Could.you do a similar thing, using teriyaki sauce?? Wanting to have more options and variety of canned pork!
Judy probably asked if it’s OK to water bath can pork because that’s what the photos in the recipe show. It’s a pressure cooker but it’s filled over the top of the jars with water which you’d only do if you were water bath canning.
My husband is afraid with the meat already cooked that after canning the meat will be mushy.

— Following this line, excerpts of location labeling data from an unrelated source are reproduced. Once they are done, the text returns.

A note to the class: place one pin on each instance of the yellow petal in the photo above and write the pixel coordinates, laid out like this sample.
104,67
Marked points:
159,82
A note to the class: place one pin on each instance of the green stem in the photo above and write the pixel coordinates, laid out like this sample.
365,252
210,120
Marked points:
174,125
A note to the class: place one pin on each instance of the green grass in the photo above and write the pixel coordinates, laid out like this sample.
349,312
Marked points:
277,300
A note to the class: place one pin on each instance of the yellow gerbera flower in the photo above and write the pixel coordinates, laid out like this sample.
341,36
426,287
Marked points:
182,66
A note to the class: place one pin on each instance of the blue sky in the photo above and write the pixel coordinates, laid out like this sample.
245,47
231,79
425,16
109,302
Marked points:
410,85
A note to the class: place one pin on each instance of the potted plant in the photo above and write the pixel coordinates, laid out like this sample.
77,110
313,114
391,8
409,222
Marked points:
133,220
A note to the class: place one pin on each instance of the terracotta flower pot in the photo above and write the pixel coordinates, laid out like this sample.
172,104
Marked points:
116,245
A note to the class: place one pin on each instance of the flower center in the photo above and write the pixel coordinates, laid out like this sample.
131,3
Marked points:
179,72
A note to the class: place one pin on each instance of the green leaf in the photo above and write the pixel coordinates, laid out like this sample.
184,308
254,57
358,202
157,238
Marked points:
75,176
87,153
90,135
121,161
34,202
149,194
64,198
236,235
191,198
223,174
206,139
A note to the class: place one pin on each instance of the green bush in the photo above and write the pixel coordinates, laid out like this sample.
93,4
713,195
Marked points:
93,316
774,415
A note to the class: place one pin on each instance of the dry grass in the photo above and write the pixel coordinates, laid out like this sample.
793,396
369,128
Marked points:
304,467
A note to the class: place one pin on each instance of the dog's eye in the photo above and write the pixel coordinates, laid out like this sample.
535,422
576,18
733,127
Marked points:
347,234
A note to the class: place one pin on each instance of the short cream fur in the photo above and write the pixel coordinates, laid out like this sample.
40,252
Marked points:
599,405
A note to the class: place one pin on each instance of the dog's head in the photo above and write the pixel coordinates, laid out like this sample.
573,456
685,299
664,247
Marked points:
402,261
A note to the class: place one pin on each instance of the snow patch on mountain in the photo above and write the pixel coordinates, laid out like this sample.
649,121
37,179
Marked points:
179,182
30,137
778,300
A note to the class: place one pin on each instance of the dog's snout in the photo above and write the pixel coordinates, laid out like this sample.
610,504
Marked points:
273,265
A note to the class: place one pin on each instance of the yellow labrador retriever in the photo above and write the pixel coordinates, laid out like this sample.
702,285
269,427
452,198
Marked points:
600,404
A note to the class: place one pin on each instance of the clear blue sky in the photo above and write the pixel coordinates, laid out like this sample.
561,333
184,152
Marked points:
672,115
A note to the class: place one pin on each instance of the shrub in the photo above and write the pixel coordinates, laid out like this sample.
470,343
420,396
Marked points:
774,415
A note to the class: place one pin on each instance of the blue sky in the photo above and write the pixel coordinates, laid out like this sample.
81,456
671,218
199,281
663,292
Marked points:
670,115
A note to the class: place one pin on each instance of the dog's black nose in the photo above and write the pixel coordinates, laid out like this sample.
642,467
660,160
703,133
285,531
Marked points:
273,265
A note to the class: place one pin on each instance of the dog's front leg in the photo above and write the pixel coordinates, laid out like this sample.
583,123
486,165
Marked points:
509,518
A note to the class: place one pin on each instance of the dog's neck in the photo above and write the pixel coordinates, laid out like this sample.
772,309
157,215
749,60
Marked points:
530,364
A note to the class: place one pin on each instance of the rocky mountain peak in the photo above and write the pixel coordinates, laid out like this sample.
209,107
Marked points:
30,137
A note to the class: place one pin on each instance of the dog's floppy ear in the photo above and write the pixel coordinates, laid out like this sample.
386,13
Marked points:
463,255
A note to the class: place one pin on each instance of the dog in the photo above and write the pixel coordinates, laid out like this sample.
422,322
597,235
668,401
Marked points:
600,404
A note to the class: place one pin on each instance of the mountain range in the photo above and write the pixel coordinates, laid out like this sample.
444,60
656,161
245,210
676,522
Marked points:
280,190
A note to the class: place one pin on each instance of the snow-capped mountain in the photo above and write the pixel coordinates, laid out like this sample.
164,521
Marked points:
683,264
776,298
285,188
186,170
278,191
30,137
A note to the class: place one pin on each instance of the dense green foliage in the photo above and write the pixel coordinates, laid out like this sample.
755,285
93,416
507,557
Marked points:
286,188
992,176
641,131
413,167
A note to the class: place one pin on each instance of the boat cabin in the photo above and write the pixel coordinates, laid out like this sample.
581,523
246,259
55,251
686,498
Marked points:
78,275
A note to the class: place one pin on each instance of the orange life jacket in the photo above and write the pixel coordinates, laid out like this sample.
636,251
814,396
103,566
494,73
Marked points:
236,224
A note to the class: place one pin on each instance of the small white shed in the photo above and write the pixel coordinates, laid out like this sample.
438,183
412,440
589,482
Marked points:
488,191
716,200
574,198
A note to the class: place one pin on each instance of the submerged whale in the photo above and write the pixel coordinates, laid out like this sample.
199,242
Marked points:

Do you have any trouble with that?
Hi! I happened to notice in this recipe (and in your chili recipe, the only two that I’ve viewed thus far) you make no mention of skimming the fats off the meats prior to combining with the other ingredients and canning. I’ve read and seen instruction that teaches canning with the fat will cause your food to go rancid much more quickly. Have you found any issue with storage life? What is the longest you have left jars on your shelf & found them still safe/consumable? Or perhaps the way you’re cooking the meat renders very little fat for you tto be concerned with? We all know much of the flavor in these dishes is found in some fat remaining, hence my question. Inquiring taste buds need to know these things… lol! I’m a newbie to the canning world, so thank you for any info you can provide. And…Thanks for sharing all of your knowledge with us! Great website!

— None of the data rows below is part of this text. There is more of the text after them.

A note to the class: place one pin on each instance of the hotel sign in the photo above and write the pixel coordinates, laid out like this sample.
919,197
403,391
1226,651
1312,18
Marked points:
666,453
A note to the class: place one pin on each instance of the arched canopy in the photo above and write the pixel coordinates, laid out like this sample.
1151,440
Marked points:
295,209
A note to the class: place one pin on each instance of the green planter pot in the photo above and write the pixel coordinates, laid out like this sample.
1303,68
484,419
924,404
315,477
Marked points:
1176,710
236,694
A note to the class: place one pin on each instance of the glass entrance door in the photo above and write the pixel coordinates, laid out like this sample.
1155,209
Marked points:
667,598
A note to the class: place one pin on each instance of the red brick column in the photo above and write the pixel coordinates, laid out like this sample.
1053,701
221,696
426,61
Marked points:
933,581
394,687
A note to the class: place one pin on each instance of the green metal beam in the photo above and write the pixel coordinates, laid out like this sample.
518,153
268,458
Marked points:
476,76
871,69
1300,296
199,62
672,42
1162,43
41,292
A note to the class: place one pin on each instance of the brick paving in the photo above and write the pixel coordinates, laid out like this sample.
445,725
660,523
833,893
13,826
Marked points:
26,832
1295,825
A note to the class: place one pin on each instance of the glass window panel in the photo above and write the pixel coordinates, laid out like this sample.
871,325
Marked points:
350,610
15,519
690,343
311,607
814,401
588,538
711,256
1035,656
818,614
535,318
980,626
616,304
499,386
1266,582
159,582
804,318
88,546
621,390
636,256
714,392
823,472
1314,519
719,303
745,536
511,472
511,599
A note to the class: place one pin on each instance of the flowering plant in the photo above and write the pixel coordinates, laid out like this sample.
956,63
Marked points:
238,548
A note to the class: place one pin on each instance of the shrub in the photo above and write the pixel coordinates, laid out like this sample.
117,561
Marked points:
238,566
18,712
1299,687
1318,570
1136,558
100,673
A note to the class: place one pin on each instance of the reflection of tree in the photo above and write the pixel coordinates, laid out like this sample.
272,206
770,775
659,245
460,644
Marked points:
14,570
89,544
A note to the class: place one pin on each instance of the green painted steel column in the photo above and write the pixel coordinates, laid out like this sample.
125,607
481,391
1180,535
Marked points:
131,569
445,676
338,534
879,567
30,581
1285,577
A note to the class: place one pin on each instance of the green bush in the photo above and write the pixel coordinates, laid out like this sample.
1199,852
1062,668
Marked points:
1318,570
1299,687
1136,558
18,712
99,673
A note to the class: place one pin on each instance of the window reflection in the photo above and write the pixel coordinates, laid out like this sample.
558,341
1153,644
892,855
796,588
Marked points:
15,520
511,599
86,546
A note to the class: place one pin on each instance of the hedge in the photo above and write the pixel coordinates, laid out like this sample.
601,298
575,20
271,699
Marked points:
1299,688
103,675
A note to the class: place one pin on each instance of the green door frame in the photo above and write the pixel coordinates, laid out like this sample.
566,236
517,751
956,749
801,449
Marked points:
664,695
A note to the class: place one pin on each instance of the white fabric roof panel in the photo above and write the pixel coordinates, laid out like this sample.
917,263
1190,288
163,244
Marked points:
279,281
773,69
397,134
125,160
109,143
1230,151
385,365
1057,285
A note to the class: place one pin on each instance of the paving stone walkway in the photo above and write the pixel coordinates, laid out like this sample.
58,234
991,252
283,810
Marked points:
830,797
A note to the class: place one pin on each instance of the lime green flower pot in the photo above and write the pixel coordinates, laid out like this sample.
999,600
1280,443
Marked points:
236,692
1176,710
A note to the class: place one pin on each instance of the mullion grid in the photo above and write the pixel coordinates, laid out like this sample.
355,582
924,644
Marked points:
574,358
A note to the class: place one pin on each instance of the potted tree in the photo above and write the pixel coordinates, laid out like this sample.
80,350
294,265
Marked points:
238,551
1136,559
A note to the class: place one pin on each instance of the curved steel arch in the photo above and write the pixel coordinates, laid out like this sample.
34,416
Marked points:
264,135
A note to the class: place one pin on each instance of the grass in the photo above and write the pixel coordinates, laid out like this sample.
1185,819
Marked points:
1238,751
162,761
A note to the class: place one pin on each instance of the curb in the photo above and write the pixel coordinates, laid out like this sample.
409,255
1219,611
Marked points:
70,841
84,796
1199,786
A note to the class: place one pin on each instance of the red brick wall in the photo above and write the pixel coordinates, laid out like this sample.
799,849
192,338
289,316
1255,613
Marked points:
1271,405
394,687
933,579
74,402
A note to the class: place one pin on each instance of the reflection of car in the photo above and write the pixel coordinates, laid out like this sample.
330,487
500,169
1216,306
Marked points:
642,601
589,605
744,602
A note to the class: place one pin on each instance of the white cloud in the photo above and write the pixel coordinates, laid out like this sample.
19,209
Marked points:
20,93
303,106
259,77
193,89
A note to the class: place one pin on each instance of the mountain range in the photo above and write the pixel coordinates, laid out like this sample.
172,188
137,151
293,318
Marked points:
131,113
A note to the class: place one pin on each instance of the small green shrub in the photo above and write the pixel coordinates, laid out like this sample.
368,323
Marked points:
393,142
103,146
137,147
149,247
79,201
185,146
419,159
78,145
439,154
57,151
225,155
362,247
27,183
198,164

What kind of pork did you use?
do you add water when you bake the roast?
is it regular yellow mustard like what you would use on a hotdog?
Can you season your meat with salt, pepper, and garlic powder when cooking your meat before canning?

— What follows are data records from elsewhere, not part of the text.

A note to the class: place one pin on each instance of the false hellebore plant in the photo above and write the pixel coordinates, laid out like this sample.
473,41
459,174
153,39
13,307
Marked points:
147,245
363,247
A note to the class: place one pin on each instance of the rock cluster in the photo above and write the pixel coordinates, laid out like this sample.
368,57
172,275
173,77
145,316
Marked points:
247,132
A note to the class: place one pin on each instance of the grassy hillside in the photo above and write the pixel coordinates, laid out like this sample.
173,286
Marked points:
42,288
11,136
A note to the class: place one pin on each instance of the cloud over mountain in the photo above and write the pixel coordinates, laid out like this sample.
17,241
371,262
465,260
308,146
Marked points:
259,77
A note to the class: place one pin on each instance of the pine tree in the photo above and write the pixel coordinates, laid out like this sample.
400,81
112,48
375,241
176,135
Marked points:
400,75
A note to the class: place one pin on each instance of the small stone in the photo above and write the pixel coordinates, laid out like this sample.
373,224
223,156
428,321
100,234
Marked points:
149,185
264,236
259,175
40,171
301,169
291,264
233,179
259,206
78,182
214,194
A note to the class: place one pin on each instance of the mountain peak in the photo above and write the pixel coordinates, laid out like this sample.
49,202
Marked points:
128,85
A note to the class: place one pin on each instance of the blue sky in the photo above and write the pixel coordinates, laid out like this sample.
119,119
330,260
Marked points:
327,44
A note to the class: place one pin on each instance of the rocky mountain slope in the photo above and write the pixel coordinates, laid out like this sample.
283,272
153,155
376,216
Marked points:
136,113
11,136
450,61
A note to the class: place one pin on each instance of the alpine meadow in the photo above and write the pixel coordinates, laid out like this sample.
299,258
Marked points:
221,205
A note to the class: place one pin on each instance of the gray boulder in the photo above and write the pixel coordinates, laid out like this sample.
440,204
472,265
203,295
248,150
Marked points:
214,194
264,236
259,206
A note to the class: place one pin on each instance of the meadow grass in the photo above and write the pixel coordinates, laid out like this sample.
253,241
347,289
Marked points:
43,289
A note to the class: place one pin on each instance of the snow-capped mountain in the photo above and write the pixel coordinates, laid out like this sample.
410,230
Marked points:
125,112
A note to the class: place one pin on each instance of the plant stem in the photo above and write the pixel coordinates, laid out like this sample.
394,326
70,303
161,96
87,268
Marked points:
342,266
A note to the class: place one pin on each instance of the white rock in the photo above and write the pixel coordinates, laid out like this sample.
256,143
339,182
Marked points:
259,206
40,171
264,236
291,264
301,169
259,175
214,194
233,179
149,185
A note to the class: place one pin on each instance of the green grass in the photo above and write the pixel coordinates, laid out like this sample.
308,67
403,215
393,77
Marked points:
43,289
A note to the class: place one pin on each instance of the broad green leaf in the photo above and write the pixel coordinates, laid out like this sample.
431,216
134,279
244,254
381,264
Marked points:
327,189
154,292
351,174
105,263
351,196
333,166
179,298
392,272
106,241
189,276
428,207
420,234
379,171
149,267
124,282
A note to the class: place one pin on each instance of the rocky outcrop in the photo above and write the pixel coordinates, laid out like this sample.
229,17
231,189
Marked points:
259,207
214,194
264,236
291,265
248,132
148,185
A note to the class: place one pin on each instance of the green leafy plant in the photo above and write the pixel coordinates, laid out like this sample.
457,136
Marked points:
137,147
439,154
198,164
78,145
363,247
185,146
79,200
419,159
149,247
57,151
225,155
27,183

How many cups or ounces of sauce did you need? I was thinking of using some I already have. (Bottled) Thanks for the great recipe!
Thank you for this!!! I love canning my own food with healthy ingredients for my family. If I wanted to feed them crap food and crap ingredients I’d hang out with Lainey
Alternately, you could go to your favorite BBQ joint and buy their pulled pork and sauce. Would probably be better and save a lot of time/energy. I make Brunswick Stew (recipe makes gallons) frequently. It calls for BBQ (meaning smoked/cooked on grill) pork, beef, chicken. I don’t BBQ my own meat, I go to my local BBQ restaurant and buy it by the pound.
Lainey that defeats the entire point of this post, I know I’m late but your comment annoyed the hell out of me this post is for ppl that cook can and save money and don’t think that great bbq comes from restaurants. If we wanted that crap we wouldn’t be reading canning instructions.
Thank you so much, I can’t wait to can my own pulled pork and BBQ! I never buy anything cooked by anyone else. My husband loves pulled pork and I travel quite a bit. This will allow him to eat healthy when I am out of town. We live on am island so fast food and prepared food just is not an option anyway!
Can you can the pork using a water bath?
Hi! No pork cannot be canned in a water bath. You need to use a pressure canner because of the low acid level of the meat. All meat needs to be pressure canned.
Of course cooking healthy is a big attraction to canning but the convenience is also great. As is saving room in my freezer—and maybe those utilities too! Thank you for the instructions. Not everything is in my Ball book. And it is interesting to see how other are rocking their canning!